9. Bu kapsamda başvurucuya 8/5/2009 tarihinde Belediyenin İnsan Kaynakları ve Eğitim Müdürlüğü tarafından gönderilen yazıda; Belediye Özel Kalem Müdürlüğünün yazısına istinaden, görev ve sorumluluklarını yerine getirmediği gerekçesiyle 15/3/2009 tarihinden itibaren toplu sözleşme hükümleri kapsamında yer alan iyileştirme zammından yararlandırılmayacağı bildirilmiştir.

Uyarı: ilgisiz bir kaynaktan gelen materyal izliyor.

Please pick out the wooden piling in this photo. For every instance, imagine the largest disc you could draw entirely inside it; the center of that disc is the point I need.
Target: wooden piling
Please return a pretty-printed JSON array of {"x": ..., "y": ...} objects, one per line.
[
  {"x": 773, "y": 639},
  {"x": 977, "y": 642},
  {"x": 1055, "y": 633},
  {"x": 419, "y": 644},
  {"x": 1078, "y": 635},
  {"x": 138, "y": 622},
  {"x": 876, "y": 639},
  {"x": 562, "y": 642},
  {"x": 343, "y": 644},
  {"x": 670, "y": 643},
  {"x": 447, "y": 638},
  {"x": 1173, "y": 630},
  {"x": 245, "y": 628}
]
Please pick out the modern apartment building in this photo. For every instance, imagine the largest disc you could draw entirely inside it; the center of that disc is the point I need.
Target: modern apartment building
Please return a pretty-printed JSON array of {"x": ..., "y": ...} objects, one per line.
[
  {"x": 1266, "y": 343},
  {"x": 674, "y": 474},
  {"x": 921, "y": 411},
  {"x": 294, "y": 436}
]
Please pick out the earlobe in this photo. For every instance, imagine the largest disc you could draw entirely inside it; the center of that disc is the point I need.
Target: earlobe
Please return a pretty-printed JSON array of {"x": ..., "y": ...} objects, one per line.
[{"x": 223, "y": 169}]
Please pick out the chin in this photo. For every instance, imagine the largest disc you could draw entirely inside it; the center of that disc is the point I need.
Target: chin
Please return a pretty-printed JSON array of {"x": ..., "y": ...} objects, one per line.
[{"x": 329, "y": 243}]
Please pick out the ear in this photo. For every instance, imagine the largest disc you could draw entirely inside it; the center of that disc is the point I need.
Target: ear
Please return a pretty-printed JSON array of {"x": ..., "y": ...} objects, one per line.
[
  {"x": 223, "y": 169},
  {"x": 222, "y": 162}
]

10. Başvurucu, iyileştirme zammından yararlandırılmamasına ilişkin işlemin iptali talebiyle dava açmıştır. İzmir 3. İdare Mahkemesi 19/7/2010 tarihli kararıyla işlemin iptaline karar vermiştir. Gerekçeli kararın ilgili kısmı şöyledir:
“… Davalı idare tarafından çalışanların ekonomik durumunu insanca yaşayacak seviyeye ulaştırmak, ekonomik ve sosyal barışı sağlamak ve devam ettirmek, adaletsiz ücret dağılımını önlemek gibi amaçları gerçekleştirmek için uygulamaya konulan ‘iyileştirme zammı’nın ödenmesi hususunda Belediye Başkanına takdir yetkisi tanınmakla birlikte bu yetkinin mutlak ve sınırsız olmadığı, bu yetkinin objektif sebeplere dayalı olarak ve eşitlik ilkesi gözetilmek suretiyle kullanılması gerektiği, sübjektif sebeplerle cezalandırma amaçlı olarak kullanılamayacağı açık olup takdir yetkisi kullanılmak suretiyle tesis edilecek işlemlere karşı açılan davalarda da işlemin somut sebeplerinin idarece ortaya konulması veidari yargı yerince de gösterilen sebeplerin gerçek olup olmadığı, gerçek ise işlem tesisini gerektirip gerektirmediği hususlarında işlemin sebep ve maksat unsurları yönünden yargısal denetiminin gerçekleştirilmesi 2577 sayılı Kanunun 2. maddesinde tanımlanan iptal davalarının niteliği ve idari yargı yetkisinin bir gereği durumunda bulunmaktadır.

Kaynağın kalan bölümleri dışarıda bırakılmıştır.